Hey guys, today I would like to share with you one of the recent experiences I have had while following my duties at WFP.
We recently deployed a new platform which consists in a set of restful APIs which serve the purpose of data gateway/brokering between different systems.
The API gateway system has been delivered up until know on a standard hosting container solution and its costs was ridiculously low, less than 100 dollars per month. The system is currently exposing more than 30 millions of records and around 40.000 requests per day. All in all, numbers are growing as we speak (or better, as you read).
Everything used to work smoothly until the usage and the load requirements of the API gateway system increased. It was a very good sign, the business was growing. At the same time, the need to scale up arose. The good thing is that we were all ready for it, it didn’t find us unprepared. We were ready (Developers and Operations) not because the API gateway is a special case. Thanks to all the efforts done, we had the right culture to support quickly and effectively those changes. All in all, the system and the service were designed in the way they should be.
In this article I will try to share with you the “how” we were able to scale up about ten times an application stack with no particular effort. All it takes is the right approach and a good knowledge of what running a modern IT service means.

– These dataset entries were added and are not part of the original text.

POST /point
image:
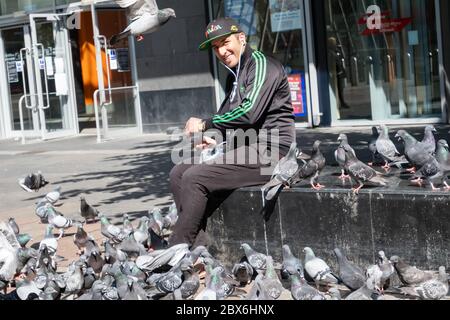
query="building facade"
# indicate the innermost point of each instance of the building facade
(352, 62)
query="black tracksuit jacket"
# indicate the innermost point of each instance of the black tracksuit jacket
(262, 101)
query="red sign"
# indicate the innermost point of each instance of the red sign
(298, 93)
(387, 24)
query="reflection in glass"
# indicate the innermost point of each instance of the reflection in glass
(385, 73)
(13, 40)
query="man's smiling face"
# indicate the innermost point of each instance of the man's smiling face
(228, 49)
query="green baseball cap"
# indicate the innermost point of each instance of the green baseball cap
(217, 29)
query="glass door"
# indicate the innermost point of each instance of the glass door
(383, 59)
(21, 116)
(116, 99)
(53, 76)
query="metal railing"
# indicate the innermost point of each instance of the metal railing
(104, 113)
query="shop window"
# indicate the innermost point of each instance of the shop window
(383, 60)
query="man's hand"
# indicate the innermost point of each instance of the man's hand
(193, 125)
(206, 143)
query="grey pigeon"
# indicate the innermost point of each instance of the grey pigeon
(94, 258)
(212, 286)
(127, 226)
(135, 291)
(417, 153)
(242, 272)
(301, 290)
(433, 289)
(171, 217)
(350, 274)
(339, 155)
(80, 238)
(23, 239)
(131, 247)
(191, 280)
(373, 147)
(9, 248)
(430, 171)
(144, 16)
(58, 221)
(281, 177)
(291, 264)
(54, 195)
(443, 158)
(141, 234)
(156, 259)
(428, 139)
(14, 226)
(110, 231)
(333, 294)
(74, 280)
(371, 288)
(387, 150)
(33, 182)
(50, 242)
(312, 168)
(387, 268)
(256, 259)
(87, 211)
(361, 172)
(318, 269)
(409, 275)
(271, 287)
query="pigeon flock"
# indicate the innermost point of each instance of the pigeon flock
(133, 262)
(428, 161)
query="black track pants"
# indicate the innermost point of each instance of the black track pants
(199, 189)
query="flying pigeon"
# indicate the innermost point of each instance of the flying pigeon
(312, 168)
(318, 269)
(351, 275)
(339, 155)
(145, 18)
(387, 150)
(359, 171)
(33, 182)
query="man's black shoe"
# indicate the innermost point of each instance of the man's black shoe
(33, 182)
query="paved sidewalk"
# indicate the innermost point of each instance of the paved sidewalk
(127, 175)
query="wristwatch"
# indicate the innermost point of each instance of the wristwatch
(202, 126)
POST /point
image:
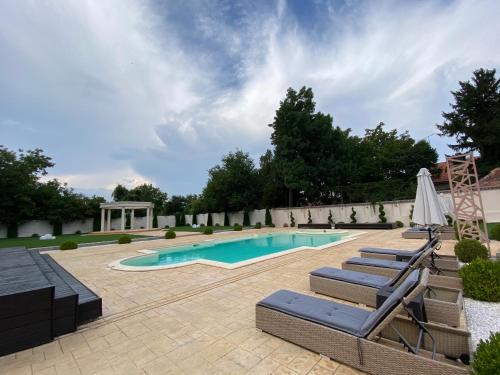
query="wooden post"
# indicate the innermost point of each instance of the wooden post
(466, 196)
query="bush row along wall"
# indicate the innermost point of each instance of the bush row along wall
(365, 212)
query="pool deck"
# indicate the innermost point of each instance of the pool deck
(196, 319)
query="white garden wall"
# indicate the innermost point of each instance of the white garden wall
(29, 228)
(166, 220)
(41, 227)
(84, 226)
(257, 216)
(365, 212)
(236, 218)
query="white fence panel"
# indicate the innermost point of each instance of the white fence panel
(39, 227)
(84, 226)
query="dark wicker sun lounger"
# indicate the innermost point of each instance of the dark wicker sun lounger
(39, 300)
(440, 261)
(26, 302)
(441, 305)
(89, 303)
(378, 342)
(65, 298)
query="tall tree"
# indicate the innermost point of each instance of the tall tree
(302, 140)
(274, 192)
(120, 193)
(475, 117)
(19, 178)
(232, 186)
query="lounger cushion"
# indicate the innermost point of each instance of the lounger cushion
(378, 250)
(373, 262)
(330, 314)
(390, 303)
(352, 277)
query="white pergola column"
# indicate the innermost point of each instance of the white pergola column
(123, 219)
(103, 218)
(109, 220)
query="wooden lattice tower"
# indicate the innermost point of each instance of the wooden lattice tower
(466, 196)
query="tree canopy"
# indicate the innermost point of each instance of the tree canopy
(474, 120)
(232, 185)
(24, 196)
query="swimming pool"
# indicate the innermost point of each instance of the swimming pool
(232, 253)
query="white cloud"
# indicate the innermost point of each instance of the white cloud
(102, 180)
(111, 88)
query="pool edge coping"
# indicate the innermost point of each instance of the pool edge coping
(117, 266)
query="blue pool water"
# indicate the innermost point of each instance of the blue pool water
(233, 251)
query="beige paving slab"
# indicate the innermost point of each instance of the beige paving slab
(189, 320)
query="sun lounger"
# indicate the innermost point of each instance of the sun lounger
(441, 305)
(441, 261)
(377, 342)
(390, 268)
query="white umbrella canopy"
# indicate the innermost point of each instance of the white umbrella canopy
(446, 204)
(427, 209)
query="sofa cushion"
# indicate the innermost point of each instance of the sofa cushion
(353, 277)
(334, 315)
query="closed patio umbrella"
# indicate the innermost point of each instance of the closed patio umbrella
(427, 210)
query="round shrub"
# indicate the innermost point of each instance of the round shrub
(169, 234)
(124, 239)
(68, 245)
(487, 356)
(481, 279)
(468, 249)
(495, 232)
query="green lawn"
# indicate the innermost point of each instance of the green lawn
(32, 242)
(490, 227)
(189, 229)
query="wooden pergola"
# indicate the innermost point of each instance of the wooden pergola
(466, 196)
(107, 207)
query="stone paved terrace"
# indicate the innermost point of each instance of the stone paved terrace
(189, 320)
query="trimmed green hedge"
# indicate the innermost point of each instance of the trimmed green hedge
(481, 279)
(468, 249)
(68, 245)
(169, 234)
(124, 240)
(487, 356)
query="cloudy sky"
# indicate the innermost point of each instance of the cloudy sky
(128, 91)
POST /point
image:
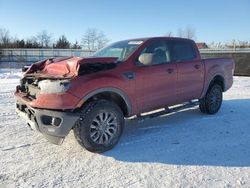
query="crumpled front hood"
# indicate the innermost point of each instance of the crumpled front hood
(65, 67)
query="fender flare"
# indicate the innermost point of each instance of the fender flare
(117, 91)
(210, 81)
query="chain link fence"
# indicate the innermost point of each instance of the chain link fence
(17, 58)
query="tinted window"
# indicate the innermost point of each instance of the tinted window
(121, 49)
(183, 51)
(157, 51)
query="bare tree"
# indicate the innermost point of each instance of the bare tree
(62, 42)
(4, 38)
(93, 39)
(169, 34)
(188, 32)
(44, 39)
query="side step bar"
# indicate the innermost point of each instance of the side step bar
(167, 110)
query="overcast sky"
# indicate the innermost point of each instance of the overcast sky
(213, 20)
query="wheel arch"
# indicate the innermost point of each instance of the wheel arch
(218, 79)
(112, 94)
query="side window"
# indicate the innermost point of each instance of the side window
(155, 53)
(183, 51)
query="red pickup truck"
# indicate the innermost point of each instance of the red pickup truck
(93, 95)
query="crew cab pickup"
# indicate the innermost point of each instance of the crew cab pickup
(93, 95)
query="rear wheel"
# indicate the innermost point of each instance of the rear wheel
(100, 126)
(212, 101)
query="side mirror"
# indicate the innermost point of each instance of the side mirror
(146, 59)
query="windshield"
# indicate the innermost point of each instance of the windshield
(120, 49)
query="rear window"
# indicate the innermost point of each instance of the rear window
(183, 51)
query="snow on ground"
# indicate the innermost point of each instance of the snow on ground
(183, 149)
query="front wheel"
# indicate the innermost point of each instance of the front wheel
(212, 101)
(100, 126)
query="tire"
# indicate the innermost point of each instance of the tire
(100, 126)
(212, 101)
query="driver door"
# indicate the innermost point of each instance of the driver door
(156, 81)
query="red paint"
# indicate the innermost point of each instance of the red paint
(153, 86)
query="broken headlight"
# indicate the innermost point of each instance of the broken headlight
(53, 86)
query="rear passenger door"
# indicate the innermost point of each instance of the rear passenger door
(190, 70)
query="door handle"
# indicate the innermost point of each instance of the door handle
(197, 66)
(170, 70)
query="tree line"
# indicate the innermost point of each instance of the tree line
(92, 40)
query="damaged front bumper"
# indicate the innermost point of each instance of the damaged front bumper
(54, 125)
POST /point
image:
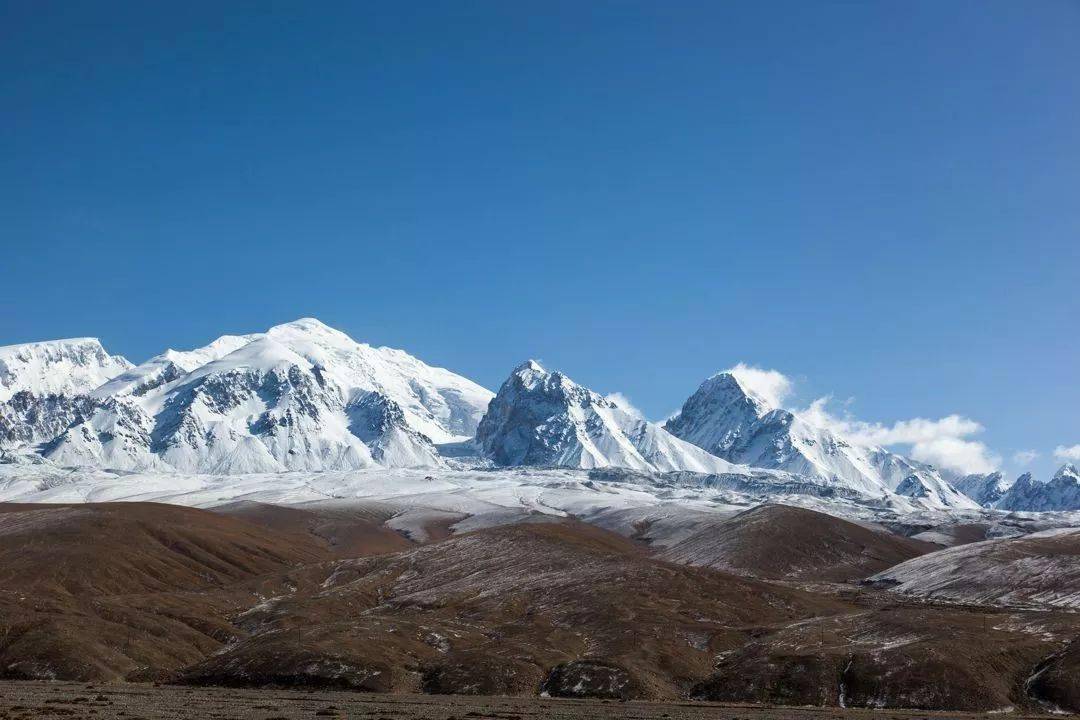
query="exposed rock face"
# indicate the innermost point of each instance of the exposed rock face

All it takes is a strong automation culture.
Tell me more, I am curious
The API gateway used to be operated by a simple infrastructure composed of 7 different elements:
A – A Django/Python application server, the nerve of the solution
B – A Ngnix front http server to serve static content and route requests to the right app pool
C – A Celery task manager to perform scheduled and/or asynchronous activities
D – A reverse proxy service, to handle client connections and redirect HTTP requests
E – A Redis server for data caching
F – A RabbitMQ server for asynchronous in flight transactions
G – A database service, to store authentication/authorization data
All these services were hosted on simple feeder containers. All in all the cost of the infrastructure was around $100 per month. A very low price for such complex and rich service.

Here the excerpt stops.